Hilton Hale Koa Hotel Honolulu

Hilton Hale Koa Hotel Honolulu

Uniform balconies and a unique history that tracks the martial nature of the state.

Hilton Hale Koa Hotel Honolulu

Waikiki Natatorium War Memorial

Later I took a walk along Waikiki and ended up coming upon this memorial that is an “ocean water public swimming pool”. Stunning and neglected. Here’s a good history of the site.

Waikiki Natatorium War Memorial

Hawaii State Capital

Wow what a building.

Hawaii State Capital > Honolulu Walkabout: Downtown

Modernism in its sweeping simplicity and crispness, brutalist in its focus on function, as the bicameral nature of the place is displayed on its sleeves.

Hawaii State Capital > Honolulu Walkabout: Downtown

Downtown Brutalism

Like most cities in America, there are more brutalist beauties if you search for them in the downtown districts that grew in the 60s and 70s.
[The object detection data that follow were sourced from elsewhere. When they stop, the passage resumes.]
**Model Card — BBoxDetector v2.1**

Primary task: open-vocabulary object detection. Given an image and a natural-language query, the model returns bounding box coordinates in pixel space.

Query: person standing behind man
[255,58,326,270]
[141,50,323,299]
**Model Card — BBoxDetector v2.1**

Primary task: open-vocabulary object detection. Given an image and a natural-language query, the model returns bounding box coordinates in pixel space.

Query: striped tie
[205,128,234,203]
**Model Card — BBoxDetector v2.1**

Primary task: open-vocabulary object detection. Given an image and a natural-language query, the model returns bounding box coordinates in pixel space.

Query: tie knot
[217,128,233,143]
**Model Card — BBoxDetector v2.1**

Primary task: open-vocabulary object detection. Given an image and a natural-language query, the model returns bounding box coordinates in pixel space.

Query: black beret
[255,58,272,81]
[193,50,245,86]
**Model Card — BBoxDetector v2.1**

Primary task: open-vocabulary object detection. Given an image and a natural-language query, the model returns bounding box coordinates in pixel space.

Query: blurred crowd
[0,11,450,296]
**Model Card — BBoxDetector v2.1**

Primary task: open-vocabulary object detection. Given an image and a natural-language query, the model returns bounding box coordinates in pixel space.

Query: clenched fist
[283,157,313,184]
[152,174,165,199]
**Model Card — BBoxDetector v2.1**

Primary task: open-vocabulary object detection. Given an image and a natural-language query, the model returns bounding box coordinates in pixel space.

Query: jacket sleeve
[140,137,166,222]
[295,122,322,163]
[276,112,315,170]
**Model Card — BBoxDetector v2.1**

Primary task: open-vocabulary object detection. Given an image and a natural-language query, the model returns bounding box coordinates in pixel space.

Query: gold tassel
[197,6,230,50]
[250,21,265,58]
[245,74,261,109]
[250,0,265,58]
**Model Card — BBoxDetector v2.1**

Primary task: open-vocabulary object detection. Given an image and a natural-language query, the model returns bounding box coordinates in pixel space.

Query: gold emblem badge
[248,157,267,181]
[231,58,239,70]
The framing of these stairs made me happy:

Honolulu Walkabout: Downtown

They are at the foot of this complex:

Honolulu Walkabout: Downtown

Random beauts

Lastly, here’s a potpourri of interesting edifices.

Honolulu Walkabout: Downtown

An industrial building with decorative masonry slots.

Hiltion Luau Honolulu

A luau stage built on the roof of a hotel.

Ala Moana Park, Honolulu

A lawn bowls green.

Diamond Head Crater Hike, Honolulu

A tunnel carved into a mountain leading to a war bunker.

Buildings are what you make of them.